Throw out the bids from China and Taiwan this year to join the Comprehensive and Progressive Agreement for Trans-Pacific Partnership (CPTPP), which New Zealand is now responsible for coordinating, for the additional diplomatic toxicity that had to be addressed this year. .

This is where the great value of APEC lies.

Peter Drysdale, Professor Emeritus at the Crawford School of Public Policy at the Australian National University in Canberra.

PROVIDED / Contents

Peter Drysdale, Professor Emeritus at the Crawford School of Public Policy at the Australian National University in Canberra.

The United States and China both have a skin in the APEC game. The framework in which they must deal is multilateral, and their transactions are fully visible to the other 19 members. APEC is not a negotiating forum that delivers formal interstate agreements or has supranational legal authority. It gives an equal voice to all its members, large, small and medium, and requires consensus among all its members. It is no coincidence that the Biden-Xi summit follows in the footsteps of APEC.

APEC’s now well-established cooperation processes build familiarity and engage officials as well as businesses. Its members provide an ideal platform for dialogues on complex and difficult issues, exploring their solutions and strategizing for separate negotiations.

The architecture of regional cooperation and engagement through APEC has been deliberately designed to complement and strengthen the rules-based global order, not to substitute for it. On occasion, it has done so in exemplary fashion, for example, through trade reform on technology and environmental goods.

Preserving the fundamental principles and rules of the global trade, investment and finance system is now a strategic priority.

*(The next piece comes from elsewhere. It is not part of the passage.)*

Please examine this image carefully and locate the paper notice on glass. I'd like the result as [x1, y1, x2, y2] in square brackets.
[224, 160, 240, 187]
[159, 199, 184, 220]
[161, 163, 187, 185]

A withdrawal from multilateral rules will destroy economic and political arrangements on a global scale, and Asia will be particularly affected by the intense nature and structure of its regional interdependencies.

World trade rules are outdated and cover a smaller proportion of world trade each year. Rules are needed for trade in services, investment and the digital economy, and disciplines are needed for subsidies in fisheries, agriculture and industry. Changing the rules where there are significant gaps, such as those governing the digital economy, is also a priority. APEC serves to mobilize political capital around a package for comprehensive reform of the WTO, as well as to guide the region through the recovery from Covid-19 and to monitor climate change and sustainable development .

In a world that has changed so much, the big challenges today are figuring out what is important in the global economic order, what is broken and what needs to be done to fix it, as well as how to close the gaps. which arose because the rules did not follow blindness, rapid change.

This is APEC’s core business and New Zealand’s host year proves that in this time of global upheaval and uncertainty, it matters more than ever.

Peter Drysdale is Professor Emeritus, Editor-in-Chief of East Asia Forum (www.eastasiaforum.org) and Head of the East Asia Bureau at the Crawford School of Public Policy at the Australian National University in Canberra. He is widely recognized as the intellectual architect of APEC.

This story was produced as part of a publication in partnership with APEC 2021.